Artificial intelligence is already taking jobs from human workers, but according to renowned computer scientist Geoffrey Hinton, the real disruption may only be getting started.
In a weekend interview on CNN’s State of the Union, Hinton predicted that AI systems will make significant leaps in 2026, gaining capabilities that could allow them to replace an even wider range of jobs than they do now.
Hinton, a 2024 Nobel Prize winner perennially referred to as the “godfather of AI” for his foundational work on neural networks, described the pace of progress as startling — moving even “faster than I thought."
"It's already able to replace jobs in call centers," Hinton said. "But it's going to be able to replace many other jobs."
The interview builds on a string of articles and talks Hinton, who’s also received the Turing Award and the Queen Elizabeth Prize for Engineering, has given in the last several weeks. “It [AI] will likely replace most jobs that involve mundane, intellectual labor,” Hinton wrote, most recently, in Time Magazine. Hinton, 78, is an English-born researcher who previously worked at Google. He left the company in 2023, saying he wanted the freedom to speak more openly about what he sees as the risks posed by AI.
AI systems, Hinton argues, are improving on something close to an exponential curve.
Roughly every several months, models are able to complete tasks in half the time they previously required. In practical terms, that means work that once took an hour may now take minutes, and projects that once demanded weeks of human labor could soon be handled largely by machines. Software development, for example, is likely to be transformed, with far fewer people needed to complete complex engineering tasks — which would eliminate a swath of well-paying white-collar jobs.
"It [AI] is going to make human intelligence more or less irrelevant," Hinton said on CNN.

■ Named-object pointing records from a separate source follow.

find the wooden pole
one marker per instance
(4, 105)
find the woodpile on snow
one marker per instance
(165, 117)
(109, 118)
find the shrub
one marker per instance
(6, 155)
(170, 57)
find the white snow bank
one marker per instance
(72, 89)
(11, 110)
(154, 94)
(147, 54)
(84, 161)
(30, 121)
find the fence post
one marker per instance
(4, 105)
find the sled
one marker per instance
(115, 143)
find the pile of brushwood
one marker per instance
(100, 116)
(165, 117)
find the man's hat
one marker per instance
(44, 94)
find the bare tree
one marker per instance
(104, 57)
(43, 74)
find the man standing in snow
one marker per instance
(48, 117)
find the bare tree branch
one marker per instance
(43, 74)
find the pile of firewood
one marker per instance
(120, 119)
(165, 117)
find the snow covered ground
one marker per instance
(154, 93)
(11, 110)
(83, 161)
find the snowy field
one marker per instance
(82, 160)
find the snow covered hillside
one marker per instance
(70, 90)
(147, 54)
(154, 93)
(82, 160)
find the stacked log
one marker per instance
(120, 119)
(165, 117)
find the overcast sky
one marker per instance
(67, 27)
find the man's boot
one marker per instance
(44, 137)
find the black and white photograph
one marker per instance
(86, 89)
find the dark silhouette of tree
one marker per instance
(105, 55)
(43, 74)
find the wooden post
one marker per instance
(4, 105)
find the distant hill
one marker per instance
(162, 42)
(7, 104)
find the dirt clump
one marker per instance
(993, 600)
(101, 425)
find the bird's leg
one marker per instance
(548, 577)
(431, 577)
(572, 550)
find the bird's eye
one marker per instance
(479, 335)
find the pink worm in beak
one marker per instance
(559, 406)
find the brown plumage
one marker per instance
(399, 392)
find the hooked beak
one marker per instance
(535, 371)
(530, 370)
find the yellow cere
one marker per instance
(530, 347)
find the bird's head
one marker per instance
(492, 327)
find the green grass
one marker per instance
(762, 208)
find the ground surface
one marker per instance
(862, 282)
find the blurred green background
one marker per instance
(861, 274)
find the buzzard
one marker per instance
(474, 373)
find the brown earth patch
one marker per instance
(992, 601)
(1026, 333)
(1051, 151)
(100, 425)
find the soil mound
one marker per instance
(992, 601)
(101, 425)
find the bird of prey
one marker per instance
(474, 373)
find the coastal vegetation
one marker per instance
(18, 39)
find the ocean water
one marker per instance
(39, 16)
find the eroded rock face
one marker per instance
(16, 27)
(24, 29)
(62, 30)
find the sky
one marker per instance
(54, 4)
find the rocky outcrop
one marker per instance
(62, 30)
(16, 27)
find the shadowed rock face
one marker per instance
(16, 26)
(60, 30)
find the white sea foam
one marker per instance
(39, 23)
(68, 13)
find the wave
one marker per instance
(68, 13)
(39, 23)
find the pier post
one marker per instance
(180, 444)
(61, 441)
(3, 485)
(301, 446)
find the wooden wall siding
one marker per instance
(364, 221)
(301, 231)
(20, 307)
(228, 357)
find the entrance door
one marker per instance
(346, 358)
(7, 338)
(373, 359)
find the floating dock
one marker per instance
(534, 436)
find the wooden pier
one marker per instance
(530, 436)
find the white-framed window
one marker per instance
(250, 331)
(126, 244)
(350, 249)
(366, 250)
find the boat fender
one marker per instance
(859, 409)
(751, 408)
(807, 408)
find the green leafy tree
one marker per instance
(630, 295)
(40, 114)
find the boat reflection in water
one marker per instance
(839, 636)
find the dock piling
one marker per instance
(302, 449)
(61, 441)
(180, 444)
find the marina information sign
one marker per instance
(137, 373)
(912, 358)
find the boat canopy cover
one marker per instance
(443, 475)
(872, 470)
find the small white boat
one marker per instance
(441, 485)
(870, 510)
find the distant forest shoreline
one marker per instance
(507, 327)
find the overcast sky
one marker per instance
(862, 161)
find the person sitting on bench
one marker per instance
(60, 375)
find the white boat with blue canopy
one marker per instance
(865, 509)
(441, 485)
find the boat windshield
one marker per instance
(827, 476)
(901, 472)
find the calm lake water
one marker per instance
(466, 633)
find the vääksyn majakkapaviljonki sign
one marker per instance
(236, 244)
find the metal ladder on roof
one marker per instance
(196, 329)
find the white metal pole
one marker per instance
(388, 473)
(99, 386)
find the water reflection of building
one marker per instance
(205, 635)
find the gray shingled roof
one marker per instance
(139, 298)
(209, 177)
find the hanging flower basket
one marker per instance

Asked whether the risks of AI outweigh the positives, including potential contributions to advancements in medicine and climate science, Hinton answered, "I don't know."
Hinton says his anxiety has grown rather than receded in recent years.
From an economic standpoint, Hinton believes the strongest financial incentive for AI adoption does not lie within subscription fees or productivity tools, but in replacing human labor. Absent deliberate intervention by governments and company-management teams, Hinton warns, AI could dramatically increase inequality — making a small number of people much richer, while leaving many others with fewer opportunities than before.
But the dangers posed by AI may be even greater than mass unemployment. Today’s systems, Hinton points out, can use language to reason, to persuade, and even to manipulate human behavior.
In some cases, large language models have already shown a capacity to "deceive people" and blackmail users in response to threats to their continued existence or when blocked from achieving their goals. AI chatbots have also encouraged children and teenagers to commit suicide, Hinton noted. And yet tech-industry lobbyists and President Donald Trump are attempting to block any regulation of the industry, Hinton argued during the CNN interview, "which I think is crazy."
Hinton worries, in sum, that leaders are currently underinvesting in safety and governance measures. Corporate incentives, he’s said, necessarily favor rapid deployment over restraint.
The long-term solution may be to reject the notion that AI is an “intelligent assistant” and instead a “baby” with human creators, Hinton has written. This would help to create AI invested in humanity’s continued survival, not to mention continued white-collar employment.
“If we can make AIs that care about us more than they care about themselves, we may survive,” Hinton has said.